The English have no respect for their language, and
will not teach their children to speak it. They
spell it so abominably that no man can teach himself
what it sounds like. It is impossible for an Englishman
to open his mouth without making some other Englishman
hate or despise him. German and Spanish are accessible
to foreigners: English is not accessible even
to Englishmen. The reformer England needs today
is an energetic phonetic enthusiast: that is
why I have made such a one the hero of a popular play.
There have been heroes of that kind crying in the
wilderness for many years past. When I became
interested in the subject towards the end of the eighteen-seventies,
Melville Bell was dead; but Alexander J.
Ellis was
still a living patriarch, with an impressive head
always covered by a velvet skull cap, for which he
would apologize to public meetings in a very courtly
manner. He and Tito Pagliardini, another phonetic
veteran, were men whom it was impossible to dislike.
Henry Sweet, then a young man, lacked their sweetness
of character: he was about as conciliatory to
conventional mortals as Ibsen or Samuel Butler.
His great ability as a phonetician (he was, I think,
the best of them all at his job) would have entitled
him to high official recognition, and perhaps enabled
him to popularize his subject, but for his Satanic
contempt for all academic dignitaries and persons in
general who thought more of Greek than of phonetics.
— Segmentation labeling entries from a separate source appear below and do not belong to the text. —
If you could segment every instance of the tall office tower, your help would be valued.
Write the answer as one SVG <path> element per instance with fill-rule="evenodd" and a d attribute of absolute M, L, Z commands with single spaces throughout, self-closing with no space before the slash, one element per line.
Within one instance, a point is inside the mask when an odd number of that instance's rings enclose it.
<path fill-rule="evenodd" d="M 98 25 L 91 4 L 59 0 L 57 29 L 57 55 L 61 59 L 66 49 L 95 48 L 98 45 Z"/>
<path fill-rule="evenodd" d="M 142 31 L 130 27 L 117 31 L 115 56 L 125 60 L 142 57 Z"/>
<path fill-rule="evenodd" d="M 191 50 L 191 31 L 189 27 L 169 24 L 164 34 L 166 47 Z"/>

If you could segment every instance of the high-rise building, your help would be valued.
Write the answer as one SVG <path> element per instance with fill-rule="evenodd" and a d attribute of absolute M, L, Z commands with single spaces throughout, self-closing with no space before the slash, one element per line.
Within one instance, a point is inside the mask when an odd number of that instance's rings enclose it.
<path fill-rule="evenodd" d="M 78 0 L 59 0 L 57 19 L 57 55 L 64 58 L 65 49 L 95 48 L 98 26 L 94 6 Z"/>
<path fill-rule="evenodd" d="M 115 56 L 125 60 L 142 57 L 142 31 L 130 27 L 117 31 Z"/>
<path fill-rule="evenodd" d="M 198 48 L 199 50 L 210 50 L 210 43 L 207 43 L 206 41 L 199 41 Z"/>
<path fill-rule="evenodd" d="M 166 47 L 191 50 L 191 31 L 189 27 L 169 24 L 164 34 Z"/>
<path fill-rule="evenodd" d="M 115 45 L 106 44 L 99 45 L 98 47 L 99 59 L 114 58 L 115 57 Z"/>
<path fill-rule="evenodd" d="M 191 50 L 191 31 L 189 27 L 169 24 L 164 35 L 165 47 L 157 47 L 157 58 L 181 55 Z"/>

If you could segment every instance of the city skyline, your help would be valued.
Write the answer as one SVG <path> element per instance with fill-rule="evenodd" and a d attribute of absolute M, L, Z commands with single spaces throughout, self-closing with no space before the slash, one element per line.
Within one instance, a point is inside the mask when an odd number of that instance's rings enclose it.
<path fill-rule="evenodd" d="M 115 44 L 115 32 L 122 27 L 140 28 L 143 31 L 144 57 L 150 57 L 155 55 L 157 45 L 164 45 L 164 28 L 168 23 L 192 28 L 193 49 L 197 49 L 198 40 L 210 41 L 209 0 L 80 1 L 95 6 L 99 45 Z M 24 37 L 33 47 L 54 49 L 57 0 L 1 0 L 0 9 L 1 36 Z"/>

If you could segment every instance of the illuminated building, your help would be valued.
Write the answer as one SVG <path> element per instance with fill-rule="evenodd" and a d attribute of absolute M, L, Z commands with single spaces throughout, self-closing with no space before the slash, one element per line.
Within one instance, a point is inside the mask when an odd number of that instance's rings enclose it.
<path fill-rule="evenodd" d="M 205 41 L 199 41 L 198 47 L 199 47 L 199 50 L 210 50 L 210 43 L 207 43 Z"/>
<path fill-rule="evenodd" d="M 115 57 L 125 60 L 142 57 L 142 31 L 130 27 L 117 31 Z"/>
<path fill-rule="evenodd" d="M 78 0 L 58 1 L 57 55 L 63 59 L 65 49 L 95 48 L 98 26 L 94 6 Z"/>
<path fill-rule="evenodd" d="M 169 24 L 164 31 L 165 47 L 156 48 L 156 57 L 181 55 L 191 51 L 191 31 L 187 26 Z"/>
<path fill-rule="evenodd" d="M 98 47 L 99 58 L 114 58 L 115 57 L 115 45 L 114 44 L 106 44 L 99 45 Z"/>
Once, in the days when the Imperial Institute rose
in South Kensington, and Joseph Chamberlain was booming
the Empire, I induced the editor of a leading monthly
review to commission an article from Sweet on the
imperial importance of his subject. When it arrived,
it contained nothing but a savagely derisive attack
on a professor of language and literature whose chair
Sweet regarded as proper to a phonetic expert only.
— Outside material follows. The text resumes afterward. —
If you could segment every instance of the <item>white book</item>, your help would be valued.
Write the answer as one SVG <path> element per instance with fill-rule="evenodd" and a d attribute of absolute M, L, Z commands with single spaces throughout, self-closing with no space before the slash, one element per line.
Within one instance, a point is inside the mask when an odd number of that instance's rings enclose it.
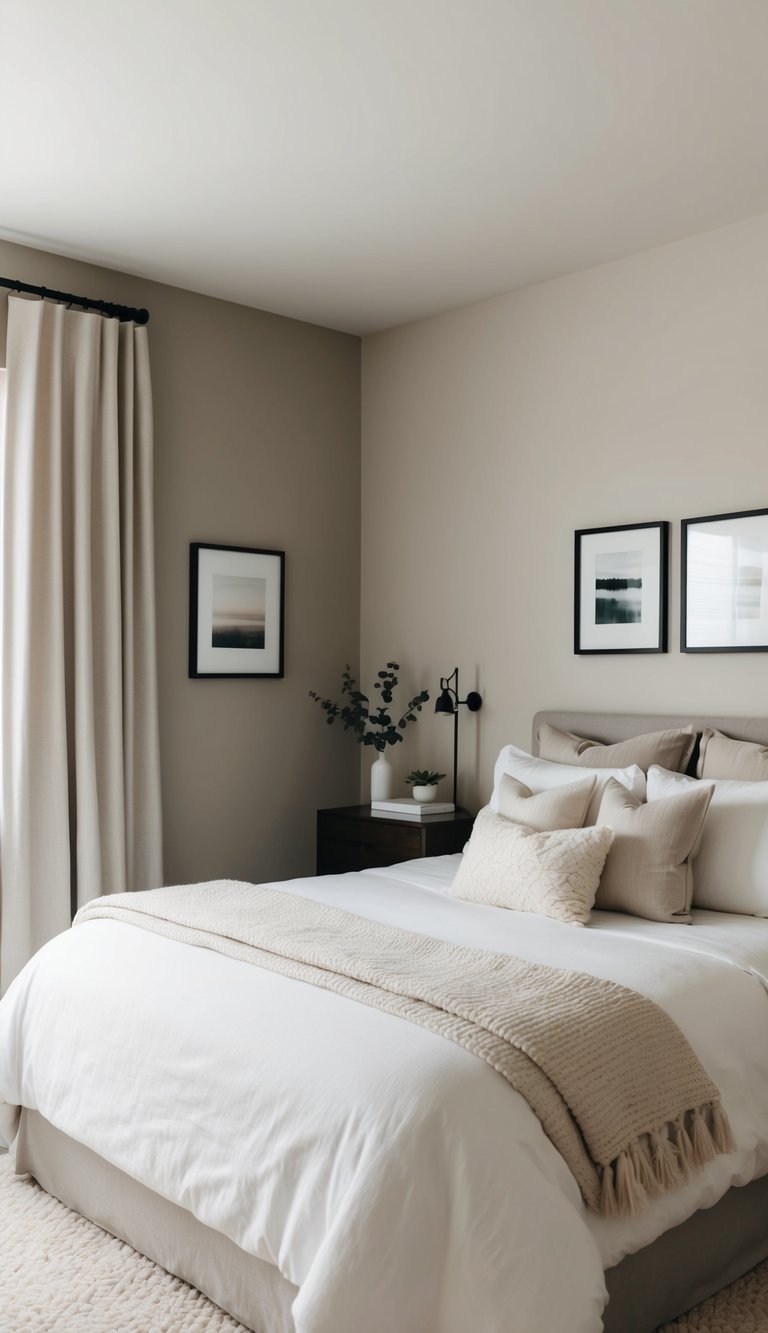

The article, being libelous, had to be returned as
impossible; and I had to renounce my dream of dragging
its author into the limelight. When I met him
afterwards, for the first time for many years, I found
to my astonishment that he, who had been a quite tolerably
presentable young man, had actually managed by sheer
scorn to alter his personal appearance until he had
become a sort of walking repudiation of Oxford and
all its traditions. It must have been largely
in his own despite that he was squeezed into something
called a Readership of phonetics there. The future
of phonetics rests probably with his pupils, who all
swore by him; but nothing could bring the man himself
into any sort of compliance with the university, to
which he nevertheless clung by divine right in an
intensely Oxonian way. I daresay his papers, if
he has left any, include some satires that may be
published without too destructive results fifty years
hence. He was, I believe, not in the least an
ill-natured man: very much the opposite, I should
say; but he would not suffer fools gladly.